Homeowners and Rising Interest Rates
Here is an article on rising mortgage rates and their effects for homeowners. In our market homes are still selling pretty fast and with Amazon and other companies coming to the area it seems it will maintain the pace. But with anything time will tell.
What do rising interest rates mean for homeowners?
Mortgage payments might go up, but the market as a whole will
likely shrug
Since the housing collapse 10 years ago, the U.S Federal Reserve
has maintained a loose monetary policy, keeping interest rates low and
providing easy access to credit.
But with the economy nearing full employment and corporate
America raking in record profits, the Fed’s policy is tightening. After years
of a fixed 30-year mortgage interest rate below 4 percent, that rate is now 4.5
percent. Anxiety over
rising interest rates was one of the factors that caused the recent stock market swings, and
it’s only a matter of time before rising rates seep into the housing market.
For prospective homebuyers, rising rates might put some pressure
on finding a home sooner than later, as rates are unlikely to get better than
they are now. According to a recent survey by Redfin, 21
percent of respondents said rates passing 5 percent would increase the urgency
to buy a home, 27 percent said they’d slow their search to see if rates come
back down, and just 6 percent said they’d cancel their search for a home
altogether because of rising rates.
A sense of urgency would be justified because the lower the rate
a homebuyer can lock into, the easier it’ll be to make a monthly payment. For a
homeowner with a variable-rate mortgage, rising rates would lead to suddenly
higher mortgage payments.
CoreLogic built a model to
project what a typical monthly mortgage payment would be if the rates rose by
0.85 percentage points over the next year, which it calculated by averaging
multiple rate increase forecasts, including from Freddie Mac, Fannie Mae, and
the Mortgage Bankers Association.
The model assumes a 2.6 percent rise in real home prices. Taking
this into account, the typical monthly mortgage payment would rise from $804 to
$910, a 13.3 percent increase. However, when the projection is adjusted for
inflation, it’s still 36.4 percent below the all-time high of $1,263 set in
June 2006.
And for further context of the rate itself, even a dramatic rate
increase wouldn’t put it near all-time highs. It’s hard to imagine now, but in
the early 1980s, the fixed 30-year mortgage rate was about 18 percent. By the
1990s, it fell to about 10 percent and has steadily fallen ever since.
How a rate hike will affect home values and the market as a
whole is murkier. The tax bill passed in December has numerous implications for
housing that may not be fully realized for years to come. A new
cap on the mortgage interest deduction and the new cap on state and local
property tax deductions mean home prices in expensive coastal markets could see
home prices fall, although not necessarily making them more affordable.

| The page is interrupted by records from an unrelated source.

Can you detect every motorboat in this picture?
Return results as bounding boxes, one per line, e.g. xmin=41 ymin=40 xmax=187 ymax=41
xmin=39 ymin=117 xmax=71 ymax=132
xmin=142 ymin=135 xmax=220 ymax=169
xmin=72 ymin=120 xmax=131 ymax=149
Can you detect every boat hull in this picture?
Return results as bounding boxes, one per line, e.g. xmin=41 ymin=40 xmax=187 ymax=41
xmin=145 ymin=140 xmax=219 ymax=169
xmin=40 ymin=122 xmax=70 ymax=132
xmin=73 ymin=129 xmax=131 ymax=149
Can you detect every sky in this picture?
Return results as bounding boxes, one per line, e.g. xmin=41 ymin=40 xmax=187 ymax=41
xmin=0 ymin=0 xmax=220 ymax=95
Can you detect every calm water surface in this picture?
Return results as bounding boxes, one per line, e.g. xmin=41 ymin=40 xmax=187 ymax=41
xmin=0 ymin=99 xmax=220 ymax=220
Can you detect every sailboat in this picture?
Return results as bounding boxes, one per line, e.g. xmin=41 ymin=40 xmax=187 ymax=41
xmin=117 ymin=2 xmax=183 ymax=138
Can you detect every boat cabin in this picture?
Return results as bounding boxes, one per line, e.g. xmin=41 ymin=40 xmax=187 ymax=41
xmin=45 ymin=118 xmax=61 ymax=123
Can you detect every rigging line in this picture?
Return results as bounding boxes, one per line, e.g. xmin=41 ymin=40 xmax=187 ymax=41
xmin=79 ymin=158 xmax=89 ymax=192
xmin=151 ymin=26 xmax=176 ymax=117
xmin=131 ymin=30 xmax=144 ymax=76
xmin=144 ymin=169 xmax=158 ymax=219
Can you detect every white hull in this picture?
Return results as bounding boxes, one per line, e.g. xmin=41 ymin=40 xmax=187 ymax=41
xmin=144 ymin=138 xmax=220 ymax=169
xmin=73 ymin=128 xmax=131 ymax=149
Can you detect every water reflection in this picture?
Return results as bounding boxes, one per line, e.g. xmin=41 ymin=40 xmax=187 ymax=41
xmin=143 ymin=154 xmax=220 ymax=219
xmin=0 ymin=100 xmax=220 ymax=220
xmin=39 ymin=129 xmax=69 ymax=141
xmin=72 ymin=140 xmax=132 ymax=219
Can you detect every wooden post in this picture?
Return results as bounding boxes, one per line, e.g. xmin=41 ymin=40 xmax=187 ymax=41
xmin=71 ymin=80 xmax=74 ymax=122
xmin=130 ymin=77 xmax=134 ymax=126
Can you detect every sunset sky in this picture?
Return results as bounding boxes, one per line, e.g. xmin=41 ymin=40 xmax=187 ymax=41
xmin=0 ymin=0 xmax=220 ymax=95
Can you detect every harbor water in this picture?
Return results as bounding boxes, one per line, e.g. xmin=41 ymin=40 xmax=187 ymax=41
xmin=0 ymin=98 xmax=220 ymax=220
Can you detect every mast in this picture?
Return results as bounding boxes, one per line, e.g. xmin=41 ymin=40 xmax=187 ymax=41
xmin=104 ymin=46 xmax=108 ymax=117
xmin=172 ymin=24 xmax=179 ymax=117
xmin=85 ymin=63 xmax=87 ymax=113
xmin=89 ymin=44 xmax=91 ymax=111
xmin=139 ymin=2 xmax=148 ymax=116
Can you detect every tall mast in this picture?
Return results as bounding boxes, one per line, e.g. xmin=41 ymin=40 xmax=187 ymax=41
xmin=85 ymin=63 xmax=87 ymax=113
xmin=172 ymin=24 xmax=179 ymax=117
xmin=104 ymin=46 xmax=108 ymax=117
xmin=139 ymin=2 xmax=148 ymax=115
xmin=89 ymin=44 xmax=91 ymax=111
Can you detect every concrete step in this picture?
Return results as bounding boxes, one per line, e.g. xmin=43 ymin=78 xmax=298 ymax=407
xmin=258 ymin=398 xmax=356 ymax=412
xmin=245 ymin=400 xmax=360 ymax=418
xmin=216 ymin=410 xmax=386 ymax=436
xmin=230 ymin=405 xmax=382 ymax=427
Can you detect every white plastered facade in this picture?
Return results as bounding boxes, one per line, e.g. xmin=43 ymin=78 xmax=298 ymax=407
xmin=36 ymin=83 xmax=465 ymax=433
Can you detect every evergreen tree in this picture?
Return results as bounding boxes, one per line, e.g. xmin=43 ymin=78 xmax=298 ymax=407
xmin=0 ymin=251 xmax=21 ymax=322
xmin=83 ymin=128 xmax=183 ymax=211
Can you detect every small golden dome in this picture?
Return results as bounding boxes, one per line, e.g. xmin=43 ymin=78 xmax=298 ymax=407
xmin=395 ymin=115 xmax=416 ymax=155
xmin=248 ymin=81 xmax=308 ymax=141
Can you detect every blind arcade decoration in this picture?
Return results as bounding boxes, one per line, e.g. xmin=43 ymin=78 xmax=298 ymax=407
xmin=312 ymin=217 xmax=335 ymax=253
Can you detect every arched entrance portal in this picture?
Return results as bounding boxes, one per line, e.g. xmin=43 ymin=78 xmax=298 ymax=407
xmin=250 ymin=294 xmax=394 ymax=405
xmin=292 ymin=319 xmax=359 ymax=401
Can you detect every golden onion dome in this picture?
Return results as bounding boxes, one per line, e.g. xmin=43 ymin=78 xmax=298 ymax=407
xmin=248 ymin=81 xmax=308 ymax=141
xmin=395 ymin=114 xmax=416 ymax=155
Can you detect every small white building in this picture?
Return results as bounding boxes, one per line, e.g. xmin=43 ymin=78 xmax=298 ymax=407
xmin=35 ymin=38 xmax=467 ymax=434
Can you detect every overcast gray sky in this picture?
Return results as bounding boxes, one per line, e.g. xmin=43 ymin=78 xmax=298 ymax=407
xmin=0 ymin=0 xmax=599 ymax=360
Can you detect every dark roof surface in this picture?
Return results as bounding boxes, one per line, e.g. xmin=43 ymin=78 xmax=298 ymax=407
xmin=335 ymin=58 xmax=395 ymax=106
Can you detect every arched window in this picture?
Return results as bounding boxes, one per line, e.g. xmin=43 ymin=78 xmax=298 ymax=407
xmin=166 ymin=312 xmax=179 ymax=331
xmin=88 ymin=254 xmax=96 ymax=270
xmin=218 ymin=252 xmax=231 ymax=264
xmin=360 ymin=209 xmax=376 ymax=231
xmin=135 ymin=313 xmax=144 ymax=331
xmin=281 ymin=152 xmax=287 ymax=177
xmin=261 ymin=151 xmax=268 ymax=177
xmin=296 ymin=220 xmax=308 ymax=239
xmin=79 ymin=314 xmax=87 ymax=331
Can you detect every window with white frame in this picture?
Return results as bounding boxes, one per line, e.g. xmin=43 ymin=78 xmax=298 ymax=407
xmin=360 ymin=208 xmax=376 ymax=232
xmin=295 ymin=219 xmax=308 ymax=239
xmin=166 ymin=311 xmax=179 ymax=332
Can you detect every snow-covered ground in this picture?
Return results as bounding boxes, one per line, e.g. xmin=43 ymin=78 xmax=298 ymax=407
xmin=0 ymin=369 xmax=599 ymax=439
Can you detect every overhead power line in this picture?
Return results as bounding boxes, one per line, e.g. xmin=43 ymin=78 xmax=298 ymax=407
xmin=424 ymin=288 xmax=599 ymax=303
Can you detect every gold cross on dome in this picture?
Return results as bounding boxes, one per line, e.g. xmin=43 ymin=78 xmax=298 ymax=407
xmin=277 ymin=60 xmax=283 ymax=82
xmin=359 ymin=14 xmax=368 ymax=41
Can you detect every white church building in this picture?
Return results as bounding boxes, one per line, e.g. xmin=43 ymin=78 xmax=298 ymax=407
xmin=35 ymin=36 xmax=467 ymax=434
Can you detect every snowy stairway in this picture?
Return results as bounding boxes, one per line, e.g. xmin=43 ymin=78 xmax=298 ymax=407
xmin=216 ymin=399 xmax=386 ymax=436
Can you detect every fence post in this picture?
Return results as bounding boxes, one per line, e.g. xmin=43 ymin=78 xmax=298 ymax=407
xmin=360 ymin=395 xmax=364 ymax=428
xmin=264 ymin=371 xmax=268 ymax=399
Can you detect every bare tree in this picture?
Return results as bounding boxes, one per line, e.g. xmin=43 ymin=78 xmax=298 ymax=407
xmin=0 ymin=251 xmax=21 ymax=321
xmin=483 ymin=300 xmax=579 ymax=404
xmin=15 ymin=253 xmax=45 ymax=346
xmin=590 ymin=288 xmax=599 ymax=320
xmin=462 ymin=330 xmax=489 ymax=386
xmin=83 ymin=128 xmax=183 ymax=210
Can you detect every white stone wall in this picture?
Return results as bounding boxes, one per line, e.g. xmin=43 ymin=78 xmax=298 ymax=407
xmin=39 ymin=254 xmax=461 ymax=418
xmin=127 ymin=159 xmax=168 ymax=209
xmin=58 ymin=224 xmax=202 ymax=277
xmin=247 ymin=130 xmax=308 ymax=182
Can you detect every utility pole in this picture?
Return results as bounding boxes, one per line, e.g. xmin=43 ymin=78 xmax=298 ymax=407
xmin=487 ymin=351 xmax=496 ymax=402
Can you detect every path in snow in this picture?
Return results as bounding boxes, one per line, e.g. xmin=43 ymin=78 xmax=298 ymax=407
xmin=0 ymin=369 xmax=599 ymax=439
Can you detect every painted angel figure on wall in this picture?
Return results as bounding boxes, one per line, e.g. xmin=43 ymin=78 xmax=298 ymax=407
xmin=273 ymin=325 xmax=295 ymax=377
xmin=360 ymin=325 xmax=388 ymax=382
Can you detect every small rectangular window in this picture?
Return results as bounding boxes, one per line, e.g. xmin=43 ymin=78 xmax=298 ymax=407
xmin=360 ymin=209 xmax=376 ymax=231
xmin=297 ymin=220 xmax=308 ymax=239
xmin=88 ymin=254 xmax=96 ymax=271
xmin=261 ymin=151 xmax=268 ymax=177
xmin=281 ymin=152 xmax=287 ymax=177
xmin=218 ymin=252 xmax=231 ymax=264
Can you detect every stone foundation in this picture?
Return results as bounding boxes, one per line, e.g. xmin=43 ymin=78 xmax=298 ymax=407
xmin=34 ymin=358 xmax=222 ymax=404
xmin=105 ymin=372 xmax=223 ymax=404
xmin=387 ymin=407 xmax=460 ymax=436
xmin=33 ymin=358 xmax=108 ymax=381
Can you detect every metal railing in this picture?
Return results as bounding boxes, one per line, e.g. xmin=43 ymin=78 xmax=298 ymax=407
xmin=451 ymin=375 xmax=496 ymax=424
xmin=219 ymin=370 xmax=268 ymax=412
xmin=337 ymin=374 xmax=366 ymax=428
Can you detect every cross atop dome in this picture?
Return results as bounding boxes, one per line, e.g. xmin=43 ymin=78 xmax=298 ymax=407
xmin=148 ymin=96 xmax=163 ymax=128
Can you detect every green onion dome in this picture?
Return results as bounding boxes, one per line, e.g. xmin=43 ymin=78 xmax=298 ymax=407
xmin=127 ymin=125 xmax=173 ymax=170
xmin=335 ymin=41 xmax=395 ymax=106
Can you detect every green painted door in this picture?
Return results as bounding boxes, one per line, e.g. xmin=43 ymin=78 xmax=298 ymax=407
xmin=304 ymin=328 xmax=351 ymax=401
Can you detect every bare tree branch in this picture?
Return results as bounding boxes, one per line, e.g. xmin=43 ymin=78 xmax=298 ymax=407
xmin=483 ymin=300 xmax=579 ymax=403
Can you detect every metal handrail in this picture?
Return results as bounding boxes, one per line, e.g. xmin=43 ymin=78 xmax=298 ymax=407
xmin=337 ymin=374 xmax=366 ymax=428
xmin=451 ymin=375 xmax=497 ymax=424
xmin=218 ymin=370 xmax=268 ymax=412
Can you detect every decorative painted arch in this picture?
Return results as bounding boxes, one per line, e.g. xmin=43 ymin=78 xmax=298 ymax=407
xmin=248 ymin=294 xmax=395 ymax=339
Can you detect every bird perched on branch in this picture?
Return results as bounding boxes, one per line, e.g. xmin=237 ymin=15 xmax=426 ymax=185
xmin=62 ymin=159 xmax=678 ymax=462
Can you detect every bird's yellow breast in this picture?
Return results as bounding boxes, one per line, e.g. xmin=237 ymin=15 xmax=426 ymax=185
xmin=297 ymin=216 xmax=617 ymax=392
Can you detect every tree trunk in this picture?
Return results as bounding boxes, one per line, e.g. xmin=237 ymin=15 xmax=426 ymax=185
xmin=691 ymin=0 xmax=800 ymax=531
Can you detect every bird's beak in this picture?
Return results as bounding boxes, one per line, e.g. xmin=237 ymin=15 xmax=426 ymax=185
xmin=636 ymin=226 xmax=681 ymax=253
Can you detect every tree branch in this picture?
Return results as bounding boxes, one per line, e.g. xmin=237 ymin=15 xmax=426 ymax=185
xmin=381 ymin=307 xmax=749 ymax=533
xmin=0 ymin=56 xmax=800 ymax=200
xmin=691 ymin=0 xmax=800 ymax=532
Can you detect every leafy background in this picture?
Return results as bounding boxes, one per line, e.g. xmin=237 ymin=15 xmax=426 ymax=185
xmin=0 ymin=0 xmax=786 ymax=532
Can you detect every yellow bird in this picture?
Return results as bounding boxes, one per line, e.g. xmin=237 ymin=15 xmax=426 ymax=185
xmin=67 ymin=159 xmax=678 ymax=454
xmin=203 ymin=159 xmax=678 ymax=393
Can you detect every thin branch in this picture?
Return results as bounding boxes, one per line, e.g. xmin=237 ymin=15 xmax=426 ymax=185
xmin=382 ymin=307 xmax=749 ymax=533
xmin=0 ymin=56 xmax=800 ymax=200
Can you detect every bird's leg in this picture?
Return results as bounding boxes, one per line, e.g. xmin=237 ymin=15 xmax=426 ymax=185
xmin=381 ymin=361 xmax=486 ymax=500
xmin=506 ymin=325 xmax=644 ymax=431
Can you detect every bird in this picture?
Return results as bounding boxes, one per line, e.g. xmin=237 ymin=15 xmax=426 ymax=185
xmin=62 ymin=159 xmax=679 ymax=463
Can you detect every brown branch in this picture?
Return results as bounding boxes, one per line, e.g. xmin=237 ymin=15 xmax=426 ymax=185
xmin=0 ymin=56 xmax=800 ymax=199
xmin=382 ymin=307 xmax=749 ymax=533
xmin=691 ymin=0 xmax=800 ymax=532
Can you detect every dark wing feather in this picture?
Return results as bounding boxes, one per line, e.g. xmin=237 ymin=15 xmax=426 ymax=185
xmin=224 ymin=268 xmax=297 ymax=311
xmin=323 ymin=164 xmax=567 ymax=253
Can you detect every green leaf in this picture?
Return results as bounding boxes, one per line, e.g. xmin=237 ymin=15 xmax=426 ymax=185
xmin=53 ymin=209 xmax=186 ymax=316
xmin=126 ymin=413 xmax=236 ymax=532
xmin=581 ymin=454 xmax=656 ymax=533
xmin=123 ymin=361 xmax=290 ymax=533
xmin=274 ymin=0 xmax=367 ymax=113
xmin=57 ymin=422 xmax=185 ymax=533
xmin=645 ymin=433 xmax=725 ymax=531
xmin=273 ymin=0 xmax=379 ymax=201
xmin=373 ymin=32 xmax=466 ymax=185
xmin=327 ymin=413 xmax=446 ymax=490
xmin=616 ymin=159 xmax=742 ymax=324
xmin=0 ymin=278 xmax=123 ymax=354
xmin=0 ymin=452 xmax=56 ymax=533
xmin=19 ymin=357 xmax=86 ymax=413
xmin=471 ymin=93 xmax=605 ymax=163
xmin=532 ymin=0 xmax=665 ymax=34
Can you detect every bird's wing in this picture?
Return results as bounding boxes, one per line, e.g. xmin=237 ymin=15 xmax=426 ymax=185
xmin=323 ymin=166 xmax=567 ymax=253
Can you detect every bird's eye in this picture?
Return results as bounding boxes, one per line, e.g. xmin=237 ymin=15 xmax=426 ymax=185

Accurately assessing the impact of a margin rate hike at time
when multiple changes are playing out is difficult. But for what it’s worth,
CoreLogic doesn’t see much of a correlation between mortgage rates and home
prices and sales.
“If you look at the relationship between [mortgage] rates and
[home] sales and home prices, the relationship is almost zero,” said Sam
Khater, deputy chief economist at CoreLogic. “That’s shocking to most people.
Even real estate people and finance people, they don’t understand that.”